James Ihde's Advice for Male Dancers on Dealing with Bullying, Being a Better Partner and Why Tricks Aren't Everything
One of Pennsylvania Ballet’s longest tenured dancers, soloist James Ihde is retiring from the company after 25 years. The Kent, Ohio–native began his dance journey at the Dance Institute of the University of Akron and The Rock School before joining Pennsylvania Ballet in 1993. His numerous stage credits include George Balanchine’s Agon, William Forsythe’s Artifact Suite, Jiří Kylián’s Forgotten Land and Christopher Wheeldon’s Liturgy. Before his final performance on May 13, Ihde offers his advice to young male dancers looking to follow in his footsteps.
On Coping with Stereotypes
Ihde and Ian Hussey in Matthew Neenan’s Archīva. Photo by Alexander Iziliaev, Courtesy PAB.

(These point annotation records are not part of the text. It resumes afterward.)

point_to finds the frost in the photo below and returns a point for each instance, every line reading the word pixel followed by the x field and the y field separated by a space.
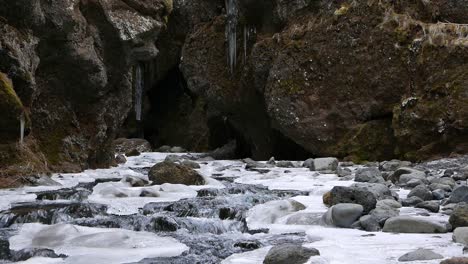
pixel 231 32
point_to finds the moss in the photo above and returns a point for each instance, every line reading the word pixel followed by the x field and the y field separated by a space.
pixel 290 86
pixel 373 140
pixel 343 10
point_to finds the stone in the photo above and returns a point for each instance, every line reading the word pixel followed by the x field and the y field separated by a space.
pixel 393 165
pixel 289 253
pixel 343 172
pixel 420 254
pixel 341 194
pixel 459 216
pixel 343 215
pixel 369 223
pixel 407 224
pixel 438 194
pixel 382 213
pixel 431 206
pixel 422 192
pixel 120 159
pixel 190 164
pixel 135 181
pixel 460 235
pixel 309 163
pixel 456 260
pixel 459 194
pixel 372 175
pixel 305 219
pixel 168 172
pixel 125 145
pixel 326 164
pixel 4 249
pixel 411 201
pixel 132 153
pixel 408 173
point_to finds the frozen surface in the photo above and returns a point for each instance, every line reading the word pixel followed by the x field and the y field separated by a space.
pixel 94 245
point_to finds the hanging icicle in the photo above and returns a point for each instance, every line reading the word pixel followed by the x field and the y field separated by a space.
pixel 231 32
pixel 22 123
pixel 139 85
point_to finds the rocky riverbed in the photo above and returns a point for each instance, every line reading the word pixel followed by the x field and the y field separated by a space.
pixel 240 211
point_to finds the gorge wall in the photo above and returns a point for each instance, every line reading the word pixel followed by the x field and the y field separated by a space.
pixel 363 80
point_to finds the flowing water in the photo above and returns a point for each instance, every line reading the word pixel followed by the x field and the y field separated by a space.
pixel 98 217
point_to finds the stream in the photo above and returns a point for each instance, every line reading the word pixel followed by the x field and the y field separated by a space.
pixel 98 217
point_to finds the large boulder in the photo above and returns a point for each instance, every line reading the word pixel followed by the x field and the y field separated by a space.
pixel 168 172
pixel 458 195
pixel 289 253
pixel 459 216
pixel 343 215
pixel 420 254
pixel 372 175
pixel 407 224
pixel 125 145
pixel 460 235
pixel 341 194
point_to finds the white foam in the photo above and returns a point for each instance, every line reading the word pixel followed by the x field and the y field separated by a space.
pixel 95 245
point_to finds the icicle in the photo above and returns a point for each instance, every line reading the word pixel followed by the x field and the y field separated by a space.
pixel 245 43
pixel 22 123
pixel 138 91
pixel 231 32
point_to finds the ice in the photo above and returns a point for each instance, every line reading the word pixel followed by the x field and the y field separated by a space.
pixel 95 245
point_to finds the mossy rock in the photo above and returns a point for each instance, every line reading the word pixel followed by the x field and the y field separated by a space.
pixel 11 110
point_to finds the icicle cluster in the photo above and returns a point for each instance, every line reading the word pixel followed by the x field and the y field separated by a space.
pixel 231 32
pixel 138 82
pixel 22 122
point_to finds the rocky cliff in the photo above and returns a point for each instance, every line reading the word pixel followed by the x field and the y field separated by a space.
pixel 364 80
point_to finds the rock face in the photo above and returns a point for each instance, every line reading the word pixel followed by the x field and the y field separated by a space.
pixel 290 253
pixel 302 75
pixel 168 172
pixel 406 224
pixel 71 66
pixel 362 83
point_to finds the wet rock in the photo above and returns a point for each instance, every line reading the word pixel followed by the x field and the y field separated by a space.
pixel 460 194
pixel 343 215
pixel 326 164
pixel 289 253
pixel 369 223
pixel 405 174
pixel 372 175
pixel 125 145
pixel 120 159
pixel 456 260
pixel 309 163
pixel 420 254
pixel 340 194
pixel 431 206
pixel 26 254
pixel 167 172
pixel 132 153
pixel 343 172
pixel 135 181
pixel 190 164
pixel 438 194
pixel 459 216
pixel 393 165
pixel 406 224
pixel 411 201
pixel 460 235
pixel 4 249
pixel 305 219
pixel 422 192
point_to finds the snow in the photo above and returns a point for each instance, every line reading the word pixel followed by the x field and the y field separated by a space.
pixel 94 245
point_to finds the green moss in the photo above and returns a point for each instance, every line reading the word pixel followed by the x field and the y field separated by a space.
pixel 290 86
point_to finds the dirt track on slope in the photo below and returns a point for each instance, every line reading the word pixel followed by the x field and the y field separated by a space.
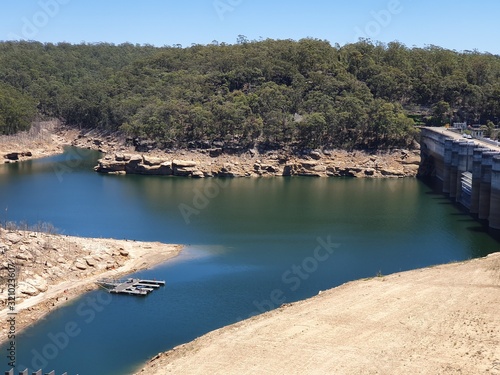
pixel 439 320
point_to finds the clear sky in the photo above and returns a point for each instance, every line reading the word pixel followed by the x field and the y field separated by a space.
pixel 453 24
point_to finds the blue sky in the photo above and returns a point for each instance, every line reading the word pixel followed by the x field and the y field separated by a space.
pixel 460 25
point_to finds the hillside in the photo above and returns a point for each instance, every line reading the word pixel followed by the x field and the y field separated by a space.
pixel 270 94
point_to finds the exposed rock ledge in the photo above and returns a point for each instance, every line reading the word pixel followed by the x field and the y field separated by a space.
pixel 51 269
pixel 205 163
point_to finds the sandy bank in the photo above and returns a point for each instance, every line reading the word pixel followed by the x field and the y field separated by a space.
pixel 439 320
pixel 53 269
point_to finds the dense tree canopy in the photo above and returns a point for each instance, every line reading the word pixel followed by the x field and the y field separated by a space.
pixel 306 93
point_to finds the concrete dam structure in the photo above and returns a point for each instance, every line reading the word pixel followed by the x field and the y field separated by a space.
pixel 469 170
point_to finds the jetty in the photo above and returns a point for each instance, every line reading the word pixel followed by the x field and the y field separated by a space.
pixel 136 287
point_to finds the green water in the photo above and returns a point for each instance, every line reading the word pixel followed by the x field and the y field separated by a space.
pixel 252 244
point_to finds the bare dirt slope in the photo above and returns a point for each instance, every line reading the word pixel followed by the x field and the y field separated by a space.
pixel 440 320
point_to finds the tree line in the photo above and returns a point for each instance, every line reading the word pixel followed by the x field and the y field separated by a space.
pixel 305 93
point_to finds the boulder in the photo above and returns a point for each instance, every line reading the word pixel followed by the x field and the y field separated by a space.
pixel 389 172
pixel 24 256
pixel 151 161
pixel 38 283
pixel 183 164
pixel 159 169
pixel 90 261
pixel 12 156
pixel 27 289
pixel 198 174
pixel 315 155
pixel 215 152
pixel 80 265
pixel 309 164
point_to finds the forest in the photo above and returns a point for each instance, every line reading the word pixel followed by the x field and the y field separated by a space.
pixel 277 93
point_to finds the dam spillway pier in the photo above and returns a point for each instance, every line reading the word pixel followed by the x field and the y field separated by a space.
pixel 469 170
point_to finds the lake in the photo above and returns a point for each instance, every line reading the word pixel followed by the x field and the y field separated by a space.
pixel 251 245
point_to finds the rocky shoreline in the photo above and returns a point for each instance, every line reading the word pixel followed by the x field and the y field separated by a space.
pixel 52 269
pixel 206 163
pixel 122 157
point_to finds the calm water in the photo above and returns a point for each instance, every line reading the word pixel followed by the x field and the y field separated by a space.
pixel 252 244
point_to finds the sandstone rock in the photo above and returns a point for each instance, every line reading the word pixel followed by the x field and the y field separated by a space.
pixel 389 172
pixel 38 283
pixel 13 237
pixel 215 152
pixel 27 289
pixel 309 164
pixel 198 174
pixel 90 261
pixel 158 169
pixel 183 164
pixel 80 265
pixel 119 157
pixel 315 155
pixel 12 156
pixel 185 171
pixel 151 161
pixel 24 256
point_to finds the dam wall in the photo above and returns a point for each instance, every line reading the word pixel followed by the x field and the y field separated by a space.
pixel 468 169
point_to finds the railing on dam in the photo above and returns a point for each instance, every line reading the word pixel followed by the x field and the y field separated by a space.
pixel 469 171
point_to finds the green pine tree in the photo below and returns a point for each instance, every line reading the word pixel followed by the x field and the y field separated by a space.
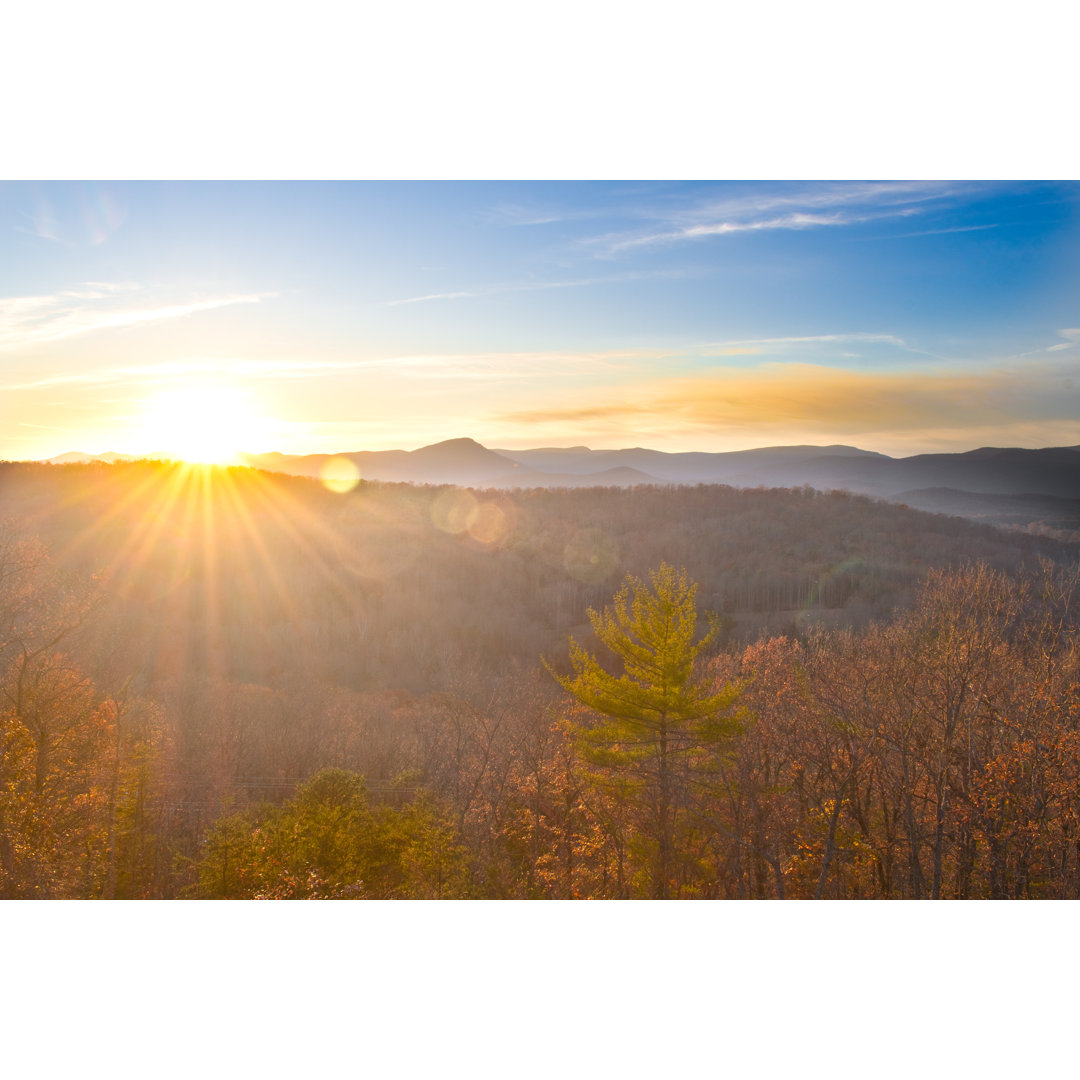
pixel 658 720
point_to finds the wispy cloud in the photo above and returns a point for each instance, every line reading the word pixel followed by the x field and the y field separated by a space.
pixel 937 232
pixel 488 367
pixel 779 399
pixel 807 206
pixel 534 286
pixel 28 321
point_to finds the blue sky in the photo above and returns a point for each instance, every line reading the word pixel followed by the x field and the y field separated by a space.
pixel 896 315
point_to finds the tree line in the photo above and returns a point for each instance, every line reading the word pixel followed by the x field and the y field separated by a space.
pixel 637 747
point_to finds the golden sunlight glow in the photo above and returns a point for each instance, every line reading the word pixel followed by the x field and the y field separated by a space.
pixel 340 474
pixel 206 423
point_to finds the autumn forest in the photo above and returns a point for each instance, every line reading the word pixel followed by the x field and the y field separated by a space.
pixel 232 684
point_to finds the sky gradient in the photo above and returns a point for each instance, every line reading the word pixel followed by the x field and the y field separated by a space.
pixel 901 316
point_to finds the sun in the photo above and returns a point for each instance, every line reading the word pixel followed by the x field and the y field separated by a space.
pixel 207 424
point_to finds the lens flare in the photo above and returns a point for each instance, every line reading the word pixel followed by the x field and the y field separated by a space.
pixel 454 510
pixel 489 524
pixel 340 475
pixel 592 556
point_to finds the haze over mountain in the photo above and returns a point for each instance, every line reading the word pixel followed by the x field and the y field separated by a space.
pixel 1008 485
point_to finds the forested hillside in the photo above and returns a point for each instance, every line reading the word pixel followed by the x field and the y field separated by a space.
pixel 229 683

“Once you are dancing and you see how many guys are in it and how physically hard it is, you realize the stereotypes about ballet being feminine and just for girls aren’t true. People who say such things don’t know what being a male dancer is all about and are basing their views on stereotypes passed down to them. A lot of guys put up with teasing or bullying and continue because they know they are actually getting the better end of the stick: I’m doing this amazing thing that I love, and I’m getting all these rewards from it. That outlook helped me. Don’t let somebody else tell you what you are supposed to enjoy.”
Starting Out—and Thinking Beyond Tricks
“When you first get in a company, they want you to be someone they can rely on who knows the choreography and looks good onstage. Guys tend to get ahead of themselves, always working on the big tricks that you are only going to get to do in a principal role. Later, if you are struggling to get noticed, working on being a reliable partner is a great way to set you apart and get you considered for larger roles.”
Being a Better Partner
With Dayesi Torriente in David Dawson’s The Third Light. Photo by Alexander Iziliaev, Courtesy PAB.
“Unlike a lot of things in ballet you have or don’t have—like good feet, extension, turnout and jumping ability—partnering can be a learned skill. Your primary objective is to always take care of the woman. Don’t worry so much about how you look. If you make her look good, you will by association. I became a better partner by thinking about their comfort level, being very open to change, and learning to use their counterweight versus trying to muscle my way through things. The more you can do that, the more fluid and relaxed the both of you are going to be.”
Secrets of a Long Career
With Alexandra Hughes in Wayne McGregor’s Chroma. Photo by Alexander Iziliaev, Courtesy PAB.
“Be an all-around good dancer and employee: Work hard, be polite, easy to work with, teachable, responsible and respectful. Those things can get you really far. Understand it is not always going to be about you—you can’t fall apart when things don’t go your way. Be a part of the team. When you have an opportunity, do your best to contribute what you can and what is unique about you as an artist.”